During all this I have worked full time, brought up two children, had a part time job (as well as the full time one). The diagnoses and prognoses have changed over time as have the medications and the side effects.
I gave up drinking 16 years ago, I gave up sex 14 years ago, I gave up smoking 18 months ago. Now the medics want me to give up fatty foods, salt (hate it anyway), most meat, seafood and so on. I take so many pills that I rattle, they make me feel so much worse, light headed, exhausted, drained, swollen painful legs and ankles. Many of the pills have to have some of their effects countered by other pills, which cause further issues. And so it goes on. My doctor told me earlier that whatever pills he gives me will make me feel like crap!

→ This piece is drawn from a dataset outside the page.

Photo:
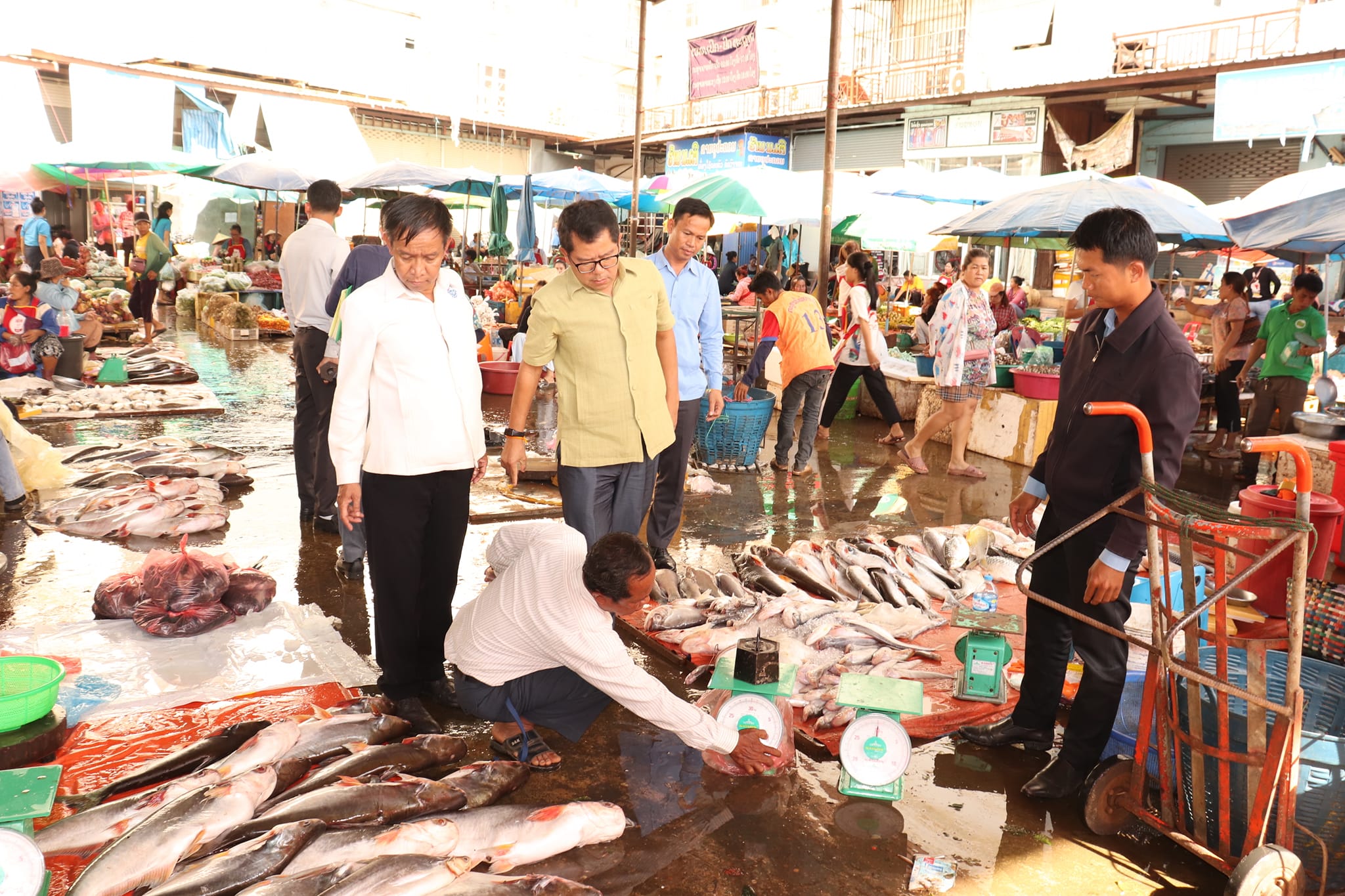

Feeling sorry for myself – Yes I AM!
With the pills I could live to be 80 or 90, but I feel too tired to do anything most of the time, but I am not considered to be ill enough to claim benefits, I get up, feed the kids, go to work, come home, feed the kids and sit (one night a week I attend evening classes).
At the weekend I sleep as late as possible on Saturdays, collect my elderly frail mother go shopping return home at 3pm and sleep til 7 or 8 at night, get up feed the kids and sit then sleep.
On Sunday I sleep late, feed the kids, sleep in the afternoon, get up, sit, go to bed.
So this is the life I can live for the next 30 or so years, lets do a poll and see how many people think it is and how many think it is not. In order to try to explain further how I feel – have you ever had real (not man) flu, remember how you felt imagine that all day every day and that is my life, I fall asleep
driving, I get so tired I can’t remember how to type.
I welcome your opinions, I believe that I will get some people having a go at me, in the ‘pull your socks up vein’, and some will be sympathetic.
This is a snap shot of how I felt at the time.